Il sole, allora, dietro la più bassa collina, aveva lasciato il giorno alla prossima sera. In grande solitudine, le braccia strette al petto e gli occhi abbandonati, confessavano il suo  disperato smarrimento. Mi avvicinai, mi porse la mano, accostando la sua guancia alla mia, cercò conforto nel condividere il dolore. Con gli occhi umidi, silenziosamente ci avviammo su per il viale e il buio sopraggiunse sulla porta di una vecchia casa  non abitata da tempo. Camminai girandomi e lei , nell’ombroso buio, fissava i miei passi forse per fermali.

Solo il giorno dopo tornai a prendere la macchina. La incontrai sul viale. Affettuosamente ci salutammo, i suoi occhi lasciarono passare la luce di un inconscio sorriso strappato al dolore, scotendo le mie emozioni.

E così, ricercando tra i miei ricordi il senso dei  quei sentimenti improvvisi , riconobbi Elisa.

La macchina stentò a partire . Nella vecchia casa restava solo il tormento della dolorosa solitudine di quella notte. Prese dal letto il suo maglione e vagammo senza meta accompagnati da  silenzi e sguardi incoscienti. Il pomeriggio ci raggiunse in una piccola trattoria di campagna, che lasciammo dopo uno svogliato pasto e nella tranquillità della sera i pensieri si allontanarono  faticosamente mentre lei prendeva le altre sue poche cose da portare con se da mia madre .

Entrammo e le disse  “Ciao…”, come se fosse sua madre. “Ciao…” e… , in un attento silenzio, mia madre carezzandole i lunghi capelli ,si occupò del suo dolore come se fosse sua figlia.

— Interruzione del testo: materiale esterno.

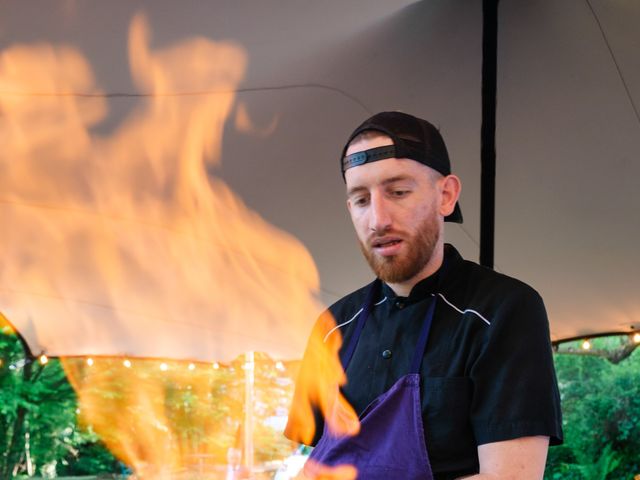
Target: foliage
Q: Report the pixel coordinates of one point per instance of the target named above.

Suggerite prima dall’autunno , poi dall’inverno oltre che dai dolorosi ricordi, le tristi mattine, vissute per lei da mia madre con l’affezione di gesti materni , si trasformavano in vivaci giornate e un forte sentimento familiare crebbe tra loro.

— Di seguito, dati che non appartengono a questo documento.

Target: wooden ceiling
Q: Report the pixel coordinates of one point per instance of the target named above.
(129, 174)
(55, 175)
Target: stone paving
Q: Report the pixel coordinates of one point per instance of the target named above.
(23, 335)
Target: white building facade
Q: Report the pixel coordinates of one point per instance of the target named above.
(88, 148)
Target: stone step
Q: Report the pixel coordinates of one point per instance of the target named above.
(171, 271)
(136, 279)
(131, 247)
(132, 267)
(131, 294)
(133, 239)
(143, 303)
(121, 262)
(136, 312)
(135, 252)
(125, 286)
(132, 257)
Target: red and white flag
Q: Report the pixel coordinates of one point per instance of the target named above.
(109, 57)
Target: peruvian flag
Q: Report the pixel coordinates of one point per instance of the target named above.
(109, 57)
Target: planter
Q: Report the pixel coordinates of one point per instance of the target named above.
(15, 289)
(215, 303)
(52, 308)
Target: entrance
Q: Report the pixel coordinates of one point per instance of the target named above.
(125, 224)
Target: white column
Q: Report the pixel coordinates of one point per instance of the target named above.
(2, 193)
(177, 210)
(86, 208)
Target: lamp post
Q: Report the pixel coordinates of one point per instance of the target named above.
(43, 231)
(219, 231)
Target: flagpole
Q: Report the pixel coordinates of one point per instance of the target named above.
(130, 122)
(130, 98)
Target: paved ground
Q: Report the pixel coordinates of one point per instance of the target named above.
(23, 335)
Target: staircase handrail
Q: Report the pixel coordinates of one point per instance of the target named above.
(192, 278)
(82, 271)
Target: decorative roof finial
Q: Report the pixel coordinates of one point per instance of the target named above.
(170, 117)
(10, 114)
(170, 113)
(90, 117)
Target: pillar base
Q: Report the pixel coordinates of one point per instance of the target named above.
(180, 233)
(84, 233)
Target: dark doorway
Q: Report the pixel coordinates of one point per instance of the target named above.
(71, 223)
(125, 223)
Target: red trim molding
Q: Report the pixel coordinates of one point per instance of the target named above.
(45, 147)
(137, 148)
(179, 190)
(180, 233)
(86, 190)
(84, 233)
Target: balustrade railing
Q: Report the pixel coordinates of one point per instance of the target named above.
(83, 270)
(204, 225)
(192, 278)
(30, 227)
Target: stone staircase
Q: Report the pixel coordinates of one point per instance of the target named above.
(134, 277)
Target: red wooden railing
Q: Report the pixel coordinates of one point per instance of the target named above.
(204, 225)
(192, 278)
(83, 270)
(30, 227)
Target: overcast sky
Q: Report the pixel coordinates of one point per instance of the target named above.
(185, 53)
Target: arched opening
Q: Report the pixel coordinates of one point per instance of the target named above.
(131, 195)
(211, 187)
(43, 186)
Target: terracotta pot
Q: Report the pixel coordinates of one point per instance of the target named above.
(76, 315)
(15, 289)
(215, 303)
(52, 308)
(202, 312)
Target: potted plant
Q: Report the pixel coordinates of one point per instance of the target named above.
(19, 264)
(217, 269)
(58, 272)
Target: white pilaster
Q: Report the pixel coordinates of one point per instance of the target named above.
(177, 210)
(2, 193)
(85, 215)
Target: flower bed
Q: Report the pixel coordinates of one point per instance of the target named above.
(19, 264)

A lavoro, in compagnia del suo pensiero, affrettavo il giorno per ritrovarla presto nei miei sguardi.

Era pomeriggio, percorsi il lungo corridoio e arrivando  in cucina:  “…Ciao ,  … ciao ma ‘…. ” . Con delicata riservatezza  mia madre sorrise dolcemente ad Elisa, toccandola appena le passò vicino e preso il soprabito disse: “Vado in chiesa e….. ” , non finì di dire che già era uscita. Guardai Elisa, che mi sorprese nel chinare lievemente il capo per nascondere timidamente tra i lunghi capelli il rossore causato dall’emozione di un sentimento che  sicuramente mia madre aveva già capito da tempo.

Sfiorata dagli ultimi raggi del sole, che tardavano ad uscire per trattenersi con la sua bellezza, alzò gli occhi, ascoltò in silenzio il mio silenzio, annullò l’intorno per lasciare posto ad ogni nostro segno di bisogno d’amore e timidamente disse: “Perdonami …se ti amo..”

Laddove una lunga lacrima accompagnava teneramente il suo sorriso, le sue braccia, stanche di abbracci vuoti,   mi  strinsero.

L’accarezzavo, la baciavo, la stringevo e lei lì  felice e sorridente con il viso in su verso il mio, chiudeva  gli occhi per sognare la vita da  vivere.

Affetti, sogni, pensieri, sguardi, sorrisi, dolci silenzi, ospiti della tavola serale, non terminarono al terminare della cena. Mia madre si alzò, con lo sguardo le camminai dietro fino in fondo al corridoio. Tra i chiaroscuri delle opache foto sul comò, risplende ancora la sua bellezza in  un  sorriso senza tempo. Una donna audace e dal forte carattere, capace di sottili sentimenti che ti legano senza timore.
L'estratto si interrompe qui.